Так окончилось пребывание в моей жизни Вертинского, начавшееся очень давно и длившееся почти всю жизнь. Я его увидел впервые в Одессе, когда он был уже имеющим известность артистом, а я еще только едва окончил гимназию.
   Я долго равнял свою жизнь по жизни Вертинского. Он казался мне образцом личности, действующей в искусстве, – поэт, странно поющий свои стихи, весь в словах и образах горькой любви, ни на кого не похожий, небывалый, вызывающий зависть. Я познакомился с ним в редакции какого-то одесского журнальчика, куда он вошел, наклоняясь в дверях, очень высокий, в сером костюме, с круглой, казавшейся плешивой, головой, какой-то не такой, каким, казалось, он должен был казаться.

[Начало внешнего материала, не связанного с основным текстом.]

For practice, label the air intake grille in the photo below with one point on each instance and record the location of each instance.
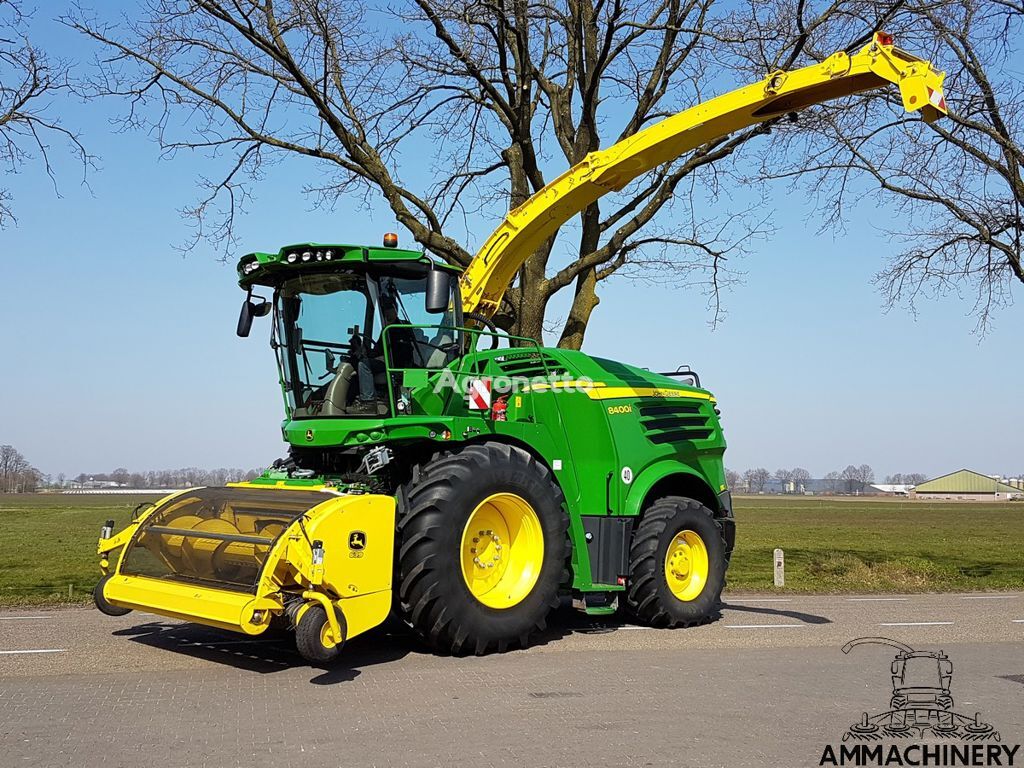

Он познакомился со всеми, в том числе и со мной, но не увидел меня. С тех пор знакомство в течение всей жизни не стало короче. Я об этом жалею. Он был для меня явлением искусства, характер которого я не могу определить, но которое для меня милее других, – искусства странного, фантастического.
 
   Один писатель жаловался мне на то, что, дескать, в наши дни невозможно написать простой рассказ о любви, о нежности, о юноше и девушке, о звездах. Он так и сказал: «О звездах».
   Он говорил:
   – Техника! Только о технике и можно писать. Машины! Машины! Машины! А мне, может быть, хочется писать о звездах.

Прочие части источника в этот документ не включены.